Synopsys says new tools help design cars, data centers faster


A man walks through the Synopsys booth during the Black Hat information security conference in Las Vegas, Nevada, U.S. on July 26, 2017. REUTERS/Steve Marcus/File Photo

SANTA CLARA, California (Reuters) - Synopsys on Wednesday showed a set of software tools designed to make it easier and faster to design cars, data centers and other big systems that rely on semiconductors.

Synopsys is one of the major players in making software for designing the chips themselves, helping companies like Nvidia decide how to arrange hundreds of billions of transistors on small squares of silicon.

But with its $35 billion offer to buy engineering software firm Ansys, Synopsys aims to also help customers design the products and systems where those chips will ultimately end up. At its annual developer conference in Santa Clara, California on Wednesday, Synopsys Chief Executive Sassine Ghazi outlined how some customers are doing that.

Tesla, for example, uses a virtual simulation of a custom chip to start writing the software for that chip and testing how the software will control its cars long before any physical item has been manufactured.

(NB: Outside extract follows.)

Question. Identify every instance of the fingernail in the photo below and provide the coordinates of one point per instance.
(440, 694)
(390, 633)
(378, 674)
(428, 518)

In an interview, Sassine said other automotive customers will follow suit, though he declined to name them.

"Tesla was a pioneer in looking at the car as a software-defined vehicle," Ghazi told Reuters. "There are a number of European and Japanese OEMs that are going down that path, and the Chinese are racing toward it as well."

Synopsys also outlined how the operators of huge data centers that power artificial intelligence systems such as copilots or chatbots can simulate how that software will run across tens of thousands of chips - and how much heat the chips will give off during that process, which then helps determine how much cooling equipment will be needed.

"The speed at which AI models can evolve and produce outcomes is limited by how quickly we can evolve the supercomputing architecture and the hardware to meet this new challenge," Reynold D'Sa, corporate vice president of silicon, cloud hardware and infrastructure at Microsoft said in a statement.